The book is split into five sections, each covering Subversion from a different perspective.
This first part looks at Subversion from the beginner's perspective. It explains what version control is, why it is useful, and how Subversion fits into the version control world. It shows you how to install and set up Subversion, and it walks you through Subversion's essential features.
Chapter 1 An introduction to the essential concepts that make up a version control system.
Chapter 2 An introduction to Subversion's features and how they compare to some other common version control systems.
Chapter 3 A basic guide to installing Subversion on Linux, Windows, and Mac OS X.
Chapter 4 A tutorial walkthrough of Subversion, from creating your first repository to basic branching and merging.
The second part of the book examines Subversion from the perspective of the client user. It takes a detailed look at using the most important Subversion client commands, as well as properties, user configuration, and integration with a variety of external tools.
Chapter 5 Walk through a Subversion working copy and the commands used to interact with it. Most of the common Subversion client commands are covered in this chapter.
Chapter 6 How to use the Subversion tools to work with properties attached to versioned files.
Chapter 7 A look at Subversion client configuration and customization for an individual work environment.

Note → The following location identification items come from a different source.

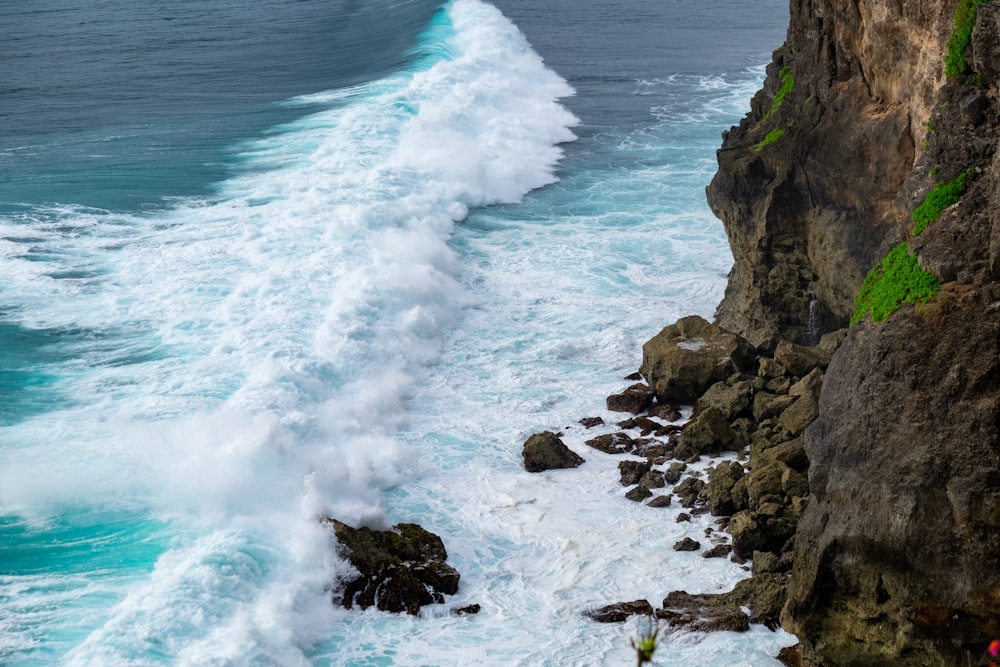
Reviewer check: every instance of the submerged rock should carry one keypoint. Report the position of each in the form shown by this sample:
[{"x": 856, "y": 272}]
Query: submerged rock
[
  {"x": 546, "y": 451},
  {"x": 399, "y": 570}
]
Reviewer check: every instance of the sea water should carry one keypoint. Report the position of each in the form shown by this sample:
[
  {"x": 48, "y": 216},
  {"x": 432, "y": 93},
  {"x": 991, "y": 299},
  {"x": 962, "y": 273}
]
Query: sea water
[{"x": 262, "y": 264}]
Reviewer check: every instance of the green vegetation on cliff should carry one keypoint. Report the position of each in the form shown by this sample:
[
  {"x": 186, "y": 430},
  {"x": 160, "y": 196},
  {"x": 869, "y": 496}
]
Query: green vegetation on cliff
[
  {"x": 897, "y": 280},
  {"x": 941, "y": 197},
  {"x": 965, "y": 19},
  {"x": 788, "y": 82},
  {"x": 771, "y": 137}
]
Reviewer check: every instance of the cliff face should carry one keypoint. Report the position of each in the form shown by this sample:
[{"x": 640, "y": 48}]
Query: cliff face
[{"x": 897, "y": 555}]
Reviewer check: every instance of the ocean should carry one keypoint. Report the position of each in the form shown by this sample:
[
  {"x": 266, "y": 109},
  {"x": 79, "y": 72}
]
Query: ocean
[{"x": 263, "y": 263}]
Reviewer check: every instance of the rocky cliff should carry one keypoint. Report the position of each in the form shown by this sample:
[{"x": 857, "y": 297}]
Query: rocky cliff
[{"x": 858, "y": 142}]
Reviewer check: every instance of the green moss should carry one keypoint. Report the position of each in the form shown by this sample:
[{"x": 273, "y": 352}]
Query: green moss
[
  {"x": 965, "y": 19},
  {"x": 788, "y": 82},
  {"x": 941, "y": 197},
  {"x": 771, "y": 137},
  {"x": 898, "y": 279}
]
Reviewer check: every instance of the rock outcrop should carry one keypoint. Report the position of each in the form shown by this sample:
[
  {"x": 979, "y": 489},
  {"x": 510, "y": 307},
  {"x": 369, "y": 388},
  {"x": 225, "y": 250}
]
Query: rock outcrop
[
  {"x": 845, "y": 154},
  {"x": 398, "y": 570}
]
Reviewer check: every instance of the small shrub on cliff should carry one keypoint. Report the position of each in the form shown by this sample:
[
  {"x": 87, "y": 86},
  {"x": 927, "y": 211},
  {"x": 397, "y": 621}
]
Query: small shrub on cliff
[
  {"x": 897, "y": 280},
  {"x": 941, "y": 197},
  {"x": 788, "y": 82},
  {"x": 771, "y": 137},
  {"x": 965, "y": 19}
]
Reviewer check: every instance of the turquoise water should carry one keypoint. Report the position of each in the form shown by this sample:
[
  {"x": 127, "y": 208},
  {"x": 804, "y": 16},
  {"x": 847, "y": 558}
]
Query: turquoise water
[{"x": 263, "y": 265}]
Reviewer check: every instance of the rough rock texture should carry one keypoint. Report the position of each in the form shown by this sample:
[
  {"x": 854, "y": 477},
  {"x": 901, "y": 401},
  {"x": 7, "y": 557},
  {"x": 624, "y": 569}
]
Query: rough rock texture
[
  {"x": 398, "y": 570},
  {"x": 897, "y": 552},
  {"x": 687, "y": 357},
  {"x": 546, "y": 451},
  {"x": 810, "y": 213}
]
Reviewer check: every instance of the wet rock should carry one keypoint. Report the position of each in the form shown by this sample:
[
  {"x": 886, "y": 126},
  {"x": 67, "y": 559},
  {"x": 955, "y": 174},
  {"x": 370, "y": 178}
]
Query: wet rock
[
  {"x": 620, "y": 611},
  {"x": 653, "y": 480},
  {"x": 399, "y": 570},
  {"x": 612, "y": 443},
  {"x": 689, "y": 491},
  {"x": 719, "y": 490},
  {"x": 635, "y": 399},
  {"x": 703, "y": 613},
  {"x": 665, "y": 411},
  {"x": 687, "y": 544},
  {"x": 631, "y": 472},
  {"x": 709, "y": 431},
  {"x": 638, "y": 494},
  {"x": 718, "y": 551},
  {"x": 800, "y": 360},
  {"x": 661, "y": 501},
  {"x": 674, "y": 472},
  {"x": 468, "y": 610},
  {"x": 730, "y": 397},
  {"x": 546, "y": 451},
  {"x": 687, "y": 357},
  {"x": 767, "y": 405}
]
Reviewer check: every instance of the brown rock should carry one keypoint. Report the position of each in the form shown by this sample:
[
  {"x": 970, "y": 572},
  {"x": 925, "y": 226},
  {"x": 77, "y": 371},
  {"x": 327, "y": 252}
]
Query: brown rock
[
  {"x": 621, "y": 611},
  {"x": 546, "y": 451},
  {"x": 687, "y": 357},
  {"x": 635, "y": 399}
]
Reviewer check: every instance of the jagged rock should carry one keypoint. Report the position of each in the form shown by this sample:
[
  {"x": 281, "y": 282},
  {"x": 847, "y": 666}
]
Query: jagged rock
[
  {"x": 689, "y": 491},
  {"x": 770, "y": 369},
  {"x": 398, "y": 570},
  {"x": 546, "y": 451},
  {"x": 621, "y": 611},
  {"x": 653, "y": 479},
  {"x": 703, "y": 613},
  {"x": 687, "y": 544},
  {"x": 635, "y": 399},
  {"x": 767, "y": 405},
  {"x": 747, "y": 534},
  {"x": 718, "y": 551},
  {"x": 468, "y": 610},
  {"x": 661, "y": 501},
  {"x": 799, "y": 415},
  {"x": 665, "y": 411},
  {"x": 674, "y": 472},
  {"x": 801, "y": 360},
  {"x": 632, "y": 471},
  {"x": 638, "y": 494},
  {"x": 612, "y": 443},
  {"x": 719, "y": 490},
  {"x": 687, "y": 357},
  {"x": 730, "y": 397},
  {"x": 709, "y": 431},
  {"x": 809, "y": 385}
]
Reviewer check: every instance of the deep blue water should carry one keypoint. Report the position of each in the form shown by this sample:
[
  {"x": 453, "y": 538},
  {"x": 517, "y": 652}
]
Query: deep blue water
[{"x": 266, "y": 262}]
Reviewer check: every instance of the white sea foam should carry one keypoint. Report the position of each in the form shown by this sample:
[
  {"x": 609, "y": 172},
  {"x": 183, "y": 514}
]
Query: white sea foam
[{"x": 320, "y": 339}]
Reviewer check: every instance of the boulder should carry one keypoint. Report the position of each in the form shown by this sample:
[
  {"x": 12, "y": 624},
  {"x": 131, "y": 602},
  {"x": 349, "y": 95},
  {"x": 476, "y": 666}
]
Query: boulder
[
  {"x": 687, "y": 544},
  {"x": 612, "y": 443},
  {"x": 730, "y": 397},
  {"x": 620, "y": 612},
  {"x": 689, "y": 491},
  {"x": 546, "y": 451},
  {"x": 709, "y": 431},
  {"x": 800, "y": 360},
  {"x": 398, "y": 570},
  {"x": 635, "y": 399},
  {"x": 687, "y": 357},
  {"x": 719, "y": 490},
  {"x": 632, "y": 471}
]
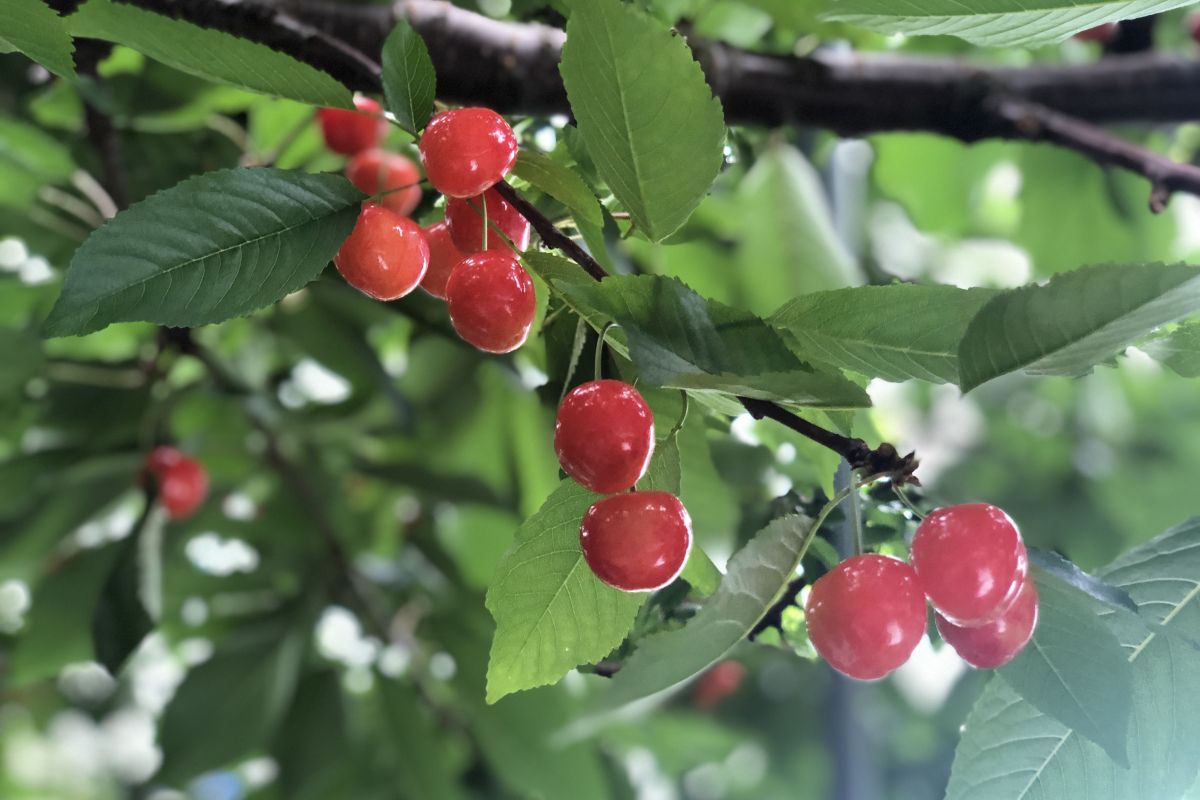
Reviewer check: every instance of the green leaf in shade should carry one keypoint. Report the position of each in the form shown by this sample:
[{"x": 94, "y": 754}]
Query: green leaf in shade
[
  {"x": 895, "y": 332},
  {"x": 994, "y": 23},
  {"x": 561, "y": 182},
  {"x": 409, "y": 83},
  {"x": 255, "y": 673},
  {"x": 648, "y": 119},
  {"x": 209, "y": 54},
  {"x": 1011, "y": 751},
  {"x": 551, "y": 613},
  {"x": 1074, "y": 668},
  {"x": 1179, "y": 349},
  {"x": 683, "y": 341},
  {"x": 787, "y": 245},
  {"x": 1074, "y": 322},
  {"x": 34, "y": 29},
  {"x": 757, "y": 575},
  {"x": 216, "y": 246}
]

Chapter 8 An overview of many of the client tools that Subversion can integrate and interact with.
This is a look at Subversion from the admin's perspective. In this section, I talk about repository administration and organization. I show how to use automation to help integrate Subversion into your development process, and I examine the nuts and bolts of such things as repository security and migration from another version control system.
Chapter 9 Tips on repository organization, as well as how to migrate an old repository to Subversion with minimal loss of history and metadata.
Chapter 10 Basic repository administration: security, backup, and repository maintenance.
Chapter 11 An in-depth look at automation in Subversion, using hook scripts, metadata, and the Subversion API. Includes a number of example scripts that you can use in your project.
This part takes a look at Subversion from the project manager's perspective. It looks at the software development process and how Subversion can fit into a variety of different types of projects, with many different policies and philosophies.
Chapter 12 An overview of different policies adopted by many development projects and how Subversion can be used to complement those policies.
Chapter 13 An examination of the software development process and how Subversion can be integrated into that process.
Chapter 14 Case studies that examine both archetypal and real-world projects and their use of Subversion.
The final section is a Subversion command reference. When you need to look up something quickly, it can be difficult to sift through paragraphs of expositional language. This section takes the essential technical information from the Subversion commands and makes it easy to find quickly.